[CPU] Add support for converting math.powf from fp16 to fp32. (#15927)
There is a bug in polynomial approximation. It generates `NAN` and `INF`
for fp16 types. This is a workaround to get it functional. See
https://github.com/openxla/iree/issues/15661 for more details.
Also rework on the maximumf test. The generic op is not a common input
because it uses `outs` while there are no reduction loops.

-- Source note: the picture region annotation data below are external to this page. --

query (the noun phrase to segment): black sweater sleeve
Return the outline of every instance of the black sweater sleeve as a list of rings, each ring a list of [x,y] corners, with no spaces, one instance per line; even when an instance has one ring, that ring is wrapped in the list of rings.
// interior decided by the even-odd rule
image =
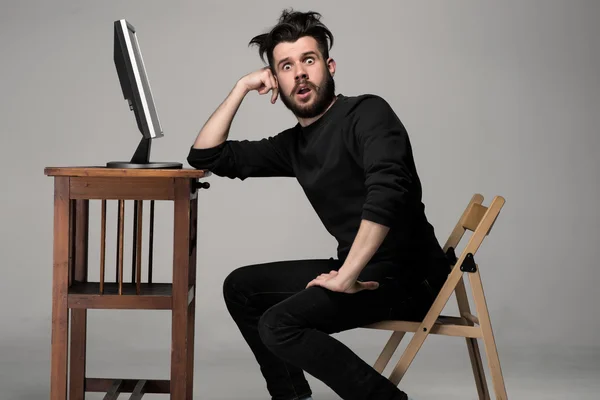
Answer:
[[[291,131],[260,140],[227,140],[208,149],[190,148],[188,163],[217,176],[238,178],[293,177],[288,156]]]
[[[363,100],[355,115],[367,190],[362,218],[392,227],[409,217],[404,215],[413,183],[408,134],[380,97]]]

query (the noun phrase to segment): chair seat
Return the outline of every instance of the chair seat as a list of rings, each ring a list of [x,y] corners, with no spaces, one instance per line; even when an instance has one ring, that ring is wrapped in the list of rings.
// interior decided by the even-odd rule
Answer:
[[[421,323],[415,321],[387,320],[366,325],[364,328],[395,332],[417,332]],[[480,338],[483,337],[479,326],[470,326],[466,319],[440,315],[429,332],[432,335],[446,335],[458,337]]]

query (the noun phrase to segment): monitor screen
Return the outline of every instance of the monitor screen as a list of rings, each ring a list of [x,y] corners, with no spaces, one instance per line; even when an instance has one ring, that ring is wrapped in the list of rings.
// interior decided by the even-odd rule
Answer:
[[[136,114],[142,135],[151,139],[162,137],[163,131],[136,30],[124,19],[115,21],[114,52],[123,95]]]

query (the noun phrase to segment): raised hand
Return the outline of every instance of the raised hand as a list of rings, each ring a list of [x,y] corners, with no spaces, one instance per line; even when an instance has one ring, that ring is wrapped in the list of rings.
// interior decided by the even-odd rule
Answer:
[[[277,79],[271,72],[269,67],[261,68],[240,79],[246,89],[250,92],[256,90],[260,95],[264,95],[272,91],[271,104],[275,104],[279,95],[279,87]]]

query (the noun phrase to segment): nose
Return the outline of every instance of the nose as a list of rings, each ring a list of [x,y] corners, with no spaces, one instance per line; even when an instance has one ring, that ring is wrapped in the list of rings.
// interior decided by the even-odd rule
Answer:
[[[296,82],[300,81],[300,80],[307,80],[308,79],[308,74],[306,73],[306,71],[304,71],[302,68],[298,69],[298,71],[296,72]]]

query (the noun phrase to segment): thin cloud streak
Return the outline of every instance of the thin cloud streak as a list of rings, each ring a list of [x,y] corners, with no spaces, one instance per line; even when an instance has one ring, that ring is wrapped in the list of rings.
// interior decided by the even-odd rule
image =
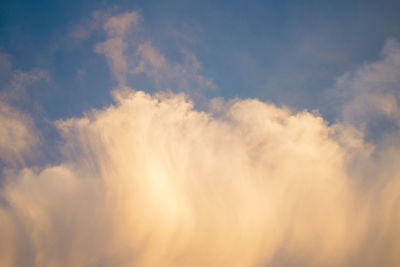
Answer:
[[[0,265],[400,264],[395,41],[338,80],[333,94],[350,94],[343,119],[329,125],[256,99],[214,99],[202,112],[183,93],[129,88],[130,72],[206,80],[197,59],[169,76],[151,42],[136,47],[132,68],[127,36],[139,21],[131,12],[105,22],[96,51],[120,88],[114,104],[55,122],[59,164],[23,164],[38,150],[35,126],[1,103]],[[371,135],[376,113],[394,126]]]

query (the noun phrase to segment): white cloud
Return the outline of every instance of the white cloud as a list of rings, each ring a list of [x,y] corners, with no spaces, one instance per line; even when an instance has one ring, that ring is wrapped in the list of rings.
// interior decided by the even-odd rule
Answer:
[[[139,22],[136,12],[109,17],[104,23],[108,39],[95,49],[106,56],[119,86],[127,85],[127,75],[144,74],[159,90],[198,93],[196,91],[216,87],[211,79],[200,74],[202,66],[193,53],[182,51],[183,62],[174,63],[154,47],[151,40],[131,36],[132,27],[138,30]]]
[[[364,158],[375,178],[364,184],[337,128],[308,112],[237,100],[213,116],[184,95],[115,98],[57,123],[64,163],[6,177],[9,265],[398,263],[398,142]]]
[[[396,42],[338,80],[350,100],[343,121],[328,125],[254,99],[215,99],[201,112],[184,94],[133,91],[131,73],[212,86],[190,52],[174,64],[140,41],[127,56],[138,21],[131,12],[105,22],[96,51],[120,89],[115,104],[56,122],[59,164],[18,167],[38,134],[3,96],[0,265],[400,264],[400,132],[364,138],[377,113],[397,123]],[[28,74],[10,88],[44,77]]]

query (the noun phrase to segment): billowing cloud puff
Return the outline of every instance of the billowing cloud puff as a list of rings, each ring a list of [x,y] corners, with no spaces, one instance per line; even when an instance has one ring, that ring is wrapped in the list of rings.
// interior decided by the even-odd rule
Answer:
[[[118,82],[115,103],[55,123],[57,164],[23,164],[39,133],[2,97],[1,266],[400,265],[395,41],[338,79],[346,101],[329,124],[256,99],[199,111],[184,94],[128,88],[129,74],[213,85],[189,52],[172,64],[143,41],[128,60],[139,21],[107,17],[96,51]],[[377,134],[377,120],[390,127]]]
[[[115,99],[57,123],[64,163],[6,175],[3,265],[399,263],[398,142],[372,156],[317,115],[258,100],[213,115],[184,95]],[[360,154],[371,180],[349,171]]]

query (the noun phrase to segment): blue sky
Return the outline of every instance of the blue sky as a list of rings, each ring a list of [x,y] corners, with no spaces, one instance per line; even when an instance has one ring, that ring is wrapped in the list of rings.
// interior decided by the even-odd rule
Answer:
[[[398,1],[10,1],[0,11],[0,48],[14,70],[49,73],[47,86],[32,92],[48,117],[80,114],[110,103],[115,80],[94,52],[104,33],[74,40],[71,29],[94,11],[135,10],[140,38],[172,61],[182,49],[197,57],[216,85],[202,92],[207,98],[259,98],[332,120],[326,89],[376,60],[387,38],[400,38],[399,9]],[[154,90],[140,77],[129,82]]]
[[[400,266],[400,1],[0,5],[0,266]]]

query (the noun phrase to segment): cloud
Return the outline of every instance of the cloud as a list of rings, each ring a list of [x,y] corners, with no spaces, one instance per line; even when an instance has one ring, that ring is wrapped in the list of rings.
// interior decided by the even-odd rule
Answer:
[[[200,74],[202,66],[190,51],[181,51],[183,62],[171,62],[154,47],[151,40],[140,38],[137,34],[132,36],[132,32],[140,30],[140,21],[137,12],[110,16],[104,23],[108,38],[95,48],[97,53],[106,56],[110,70],[121,87],[127,85],[128,75],[144,74],[158,90],[196,93],[216,88],[211,79]]]
[[[199,111],[184,93],[130,89],[132,74],[178,88],[209,82],[192,53],[175,64],[151,41],[132,43],[139,21],[129,12],[104,23],[96,51],[120,88],[114,104],[55,122],[58,164],[24,164],[38,130],[12,94],[1,98],[0,265],[400,264],[395,41],[338,79],[346,100],[332,125],[257,99]],[[10,88],[45,76],[16,74]],[[377,118],[392,127],[369,138]]]
[[[39,142],[32,119],[0,101],[0,160],[8,165],[22,163]]]
[[[368,184],[317,115],[258,100],[219,101],[212,115],[183,94],[114,97],[57,122],[62,164],[5,177],[4,264],[398,264],[399,142],[359,163]]]
[[[345,73],[334,89],[343,121],[373,137],[400,127],[400,45],[389,39],[376,62]]]

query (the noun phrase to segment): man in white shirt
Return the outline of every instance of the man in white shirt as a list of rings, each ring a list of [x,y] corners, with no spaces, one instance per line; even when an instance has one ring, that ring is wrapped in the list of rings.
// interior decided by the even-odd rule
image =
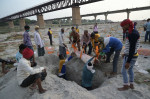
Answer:
[[[63,55],[65,58],[67,57],[66,55],[66,48],[67,45],[64,44],[64,29],[61,29],[61,32],[58,34],[59,35],[59,55]]]
[[[23,57],[20,59],[17,67],[17,80],[21,87],[28,87],[32,84],[32,88],[38,85],[39,92],[44,93],[41,81],[47,76],[46,69],[44,67],[32,68],[30,59],[33,57],[33,51],[29,48],[25,48],[22,52]]]
[[[38,48],[38,56],[44,56],[44,41],[42,40],[42,35],[39,32],[39,26],[35,26],[34,41]]]

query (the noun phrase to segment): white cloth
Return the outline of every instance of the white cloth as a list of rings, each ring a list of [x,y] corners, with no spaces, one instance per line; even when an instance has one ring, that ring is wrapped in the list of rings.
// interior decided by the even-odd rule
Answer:
[[[44,67],[32,68],[29,60],[21,58],[17,67],[17,80],[19,85],[21,85],[23,80],[25,80],[29,75],[40,73],[43,69]]]
[[[59,46],[65,47],[63,44],[64,43],[64,34],[62,34],[60,32],[60,33],[58,33],[58,35],[59,35]]]
[[[40,45],[40,48],[44,47],[44,41],[41,39],[40,34],[37,31],[34,32],[34,41],[37,48],[38,45]]]
[[[95,73],[95,70],[93,69],[93,65],[92,66],[87,65],[86,67],[89,71],[91,71],[91,73]]]

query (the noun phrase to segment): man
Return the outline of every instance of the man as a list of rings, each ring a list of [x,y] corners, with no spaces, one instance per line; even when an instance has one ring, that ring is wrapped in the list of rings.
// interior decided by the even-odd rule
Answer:
[[[75,56],[76,54],[72,52],[71,55],[65,60],[63,55],[59,55],[60,61],[59,61],[58,77],[66,79],[66,63]]]
[[[19,45],[19,51],[18,51],[17,54],[16,54],[16,61],[17,61],[17,63],[19,63],[20,59],[23,57],[23,56],[22,56],[22,52],[23,52],[23,50],[24,50],[26,47],[27,47],[27,46],[24,45],[24,44],[20,44],[20,45]],[[35,67],[36,65],[37,65],[36,62],[31,62],[31,67]]]
[[[50,45],[52,46],[53,44],[52,44],[52,30],[51,30],[51,28],[49,28],[47,35],[49,36]]]
[[[147,19],[147,23],[144,24],[144,28],[146,29],[145,42],[146,40],[149,40],[150,42],[150,19]]]
[[[113,71],[111,74],[117,74],[118,59],[123,46],[121,41],[115,37],[100,37],[99,42],[100,44],[103,44],[102,52],[106,53],[107,55],[106,62],[110,62],[110,57],[115,52],[113,58]]]
[[[100,37],[100,35],[98,34],[97,31],[91,33],[91,42],[92,42],[93,50],[95,50],[96,46],[98,45],[98,38],[99,37]]]
[[[95,23],[94,27],[93,27],[93,31],[94,32],[98,32],[98,26],[97,26],[97,23]]]
[[[94,59],[94,57],[89,59],[83,67],[82,84],[81,85],[82,85],[82,87],[86,88],[87,90],[92,90],[92,79],[93,79],[95,70],[93,69],[93,64],[91,61]]]
[[[19,51],[18,51],[17,54],[16,54],[17,63],[19,63],[19,60],[23,57],[23,56],[22,56],[22,52],[23,52],[23,50],[24,50],[26,47],[27,47],[27,46],[24,45],[24,44],[21,44],[21,45],[19,46]]]
[[[79,33],[78,25],[76,25],[75,31],[76,31],[77,33]]]
[[[71,31],[69,32],[69,37],[70,37],[70,34],[75,31],[74,27],[71,27]],[[71,40],[73,40],[73,37],[71,37]],[[69,44],[71,43],[71,41],[69,41]]]
[[[133,29],[133,22],[129,19],[126,19],[121,22],[121,27],[124,32],[128,30],[126,43],[125,43],[125,49],[124,54],[122,55],[124,57],[123,59],[123,65],[122,65],[122,76],[123,76],[123,83],[124,86],[121,88],[118,88],[119,91],[128,90],[129,88],[134,89],[134,72],[133,72],[133,66],[135,65],[136,59],[138,57],[137,48],[139,45],[139,32],[135,29]],[[128,75],[129,73],[129,81],[128,81]],[[128,85],[128,82],[130,82],[130,85]]]
[[[71,37],[73,37],[73,40],[71,39]],[[78,50],[80,51],[80,35],[79,35],[79,33],[72,31],[72,33],[69,36],[69,39],[72,44],[77,44]]]
[[[90,34],[88,33],[88,30],[84,30],[84,34],[82,35],[82,38],[81,38],[81,45],[82,47],[84,47],[85,53],[86,53],[87,46],[89,46],[88,55],[91,55],[92,44],[91,44]]]
[[[66,55],[66,47],[67,45],[64,43],[64,29],[61,29],[61,32],[58,34],[59,35],[59,55],[63,55],[65,58],[67,57]]]
[[[31,50],[33,50],[33,46],[32,46],[32,42],[31,42],[31,38],[29,35],[29,31],[30,31],[30,27],[28,25],[24,26],[25,32],[23,34],[23,43],[24,45],[26,45],[28,48],[30,48]],[[34,50],[33,50],[34,51]],[[33,55],[33,62],[35,62],[35,57]]]
[[[46,90],[43,89],[41,81],[45,79],[47,73],[44,67],[32,68],[30,59],[33,57],[33,51],[28,47],[22,52],[23,58],[20,59],[17,67],[17,80],[21,87],[28,87],[32,84],[35,88],[38,85],[39,92],[44,93]]]
[[[39,26],[35,26],[34,41],[36,47],[38,48],[38,56],[44,56],[45,54],[44,41],[42,40],[42,35],[39,31]]]
[[[16,61],[4,60],[4,59],[0,58],[0,62],[2,63],[2,73],[6,74],[8,72],[8,70],[5,69],[5,65],[6,64],[14,64]]]

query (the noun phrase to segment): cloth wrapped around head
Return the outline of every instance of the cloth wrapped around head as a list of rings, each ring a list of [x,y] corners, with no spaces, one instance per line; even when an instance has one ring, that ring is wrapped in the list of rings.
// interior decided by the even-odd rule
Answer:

diff --git a/compiler/src/iree/compiler/Codegen/LLVMCPU/ExpandF16OpToF32Pass.cpp b/compiler/src/iree/compiler/Codegen/LLVMCPU/ExpandF16OpToF32Pass.cpp
index 3c7d9b8..1c8bbf4 100644
--- a/compiler/src/iree/compiler/Codegen/LLVMCPU/ExpandF16OpToF32Pass.cpp
+++ b/compiler/src/iree/compiler/Codegen/LLVMCPU/ExpandF16OpToF32Pass.cpp
@@ -7,8 +7,7 @@
#include "iree/compiler/Codegen/LLVMCPU/PassDetail.h"
#include "iree/compiler/Codegen/LLVMCPU/Passes.h"
#include "mlir/Dialect/Arith/IR/Arith.h"
-#include "mlir/Dialect/Vector/Transforms/LoweringPatterns.h"
-#include "mlir/Dialect/Vector/Transforms/VectorRewritePatterns.h"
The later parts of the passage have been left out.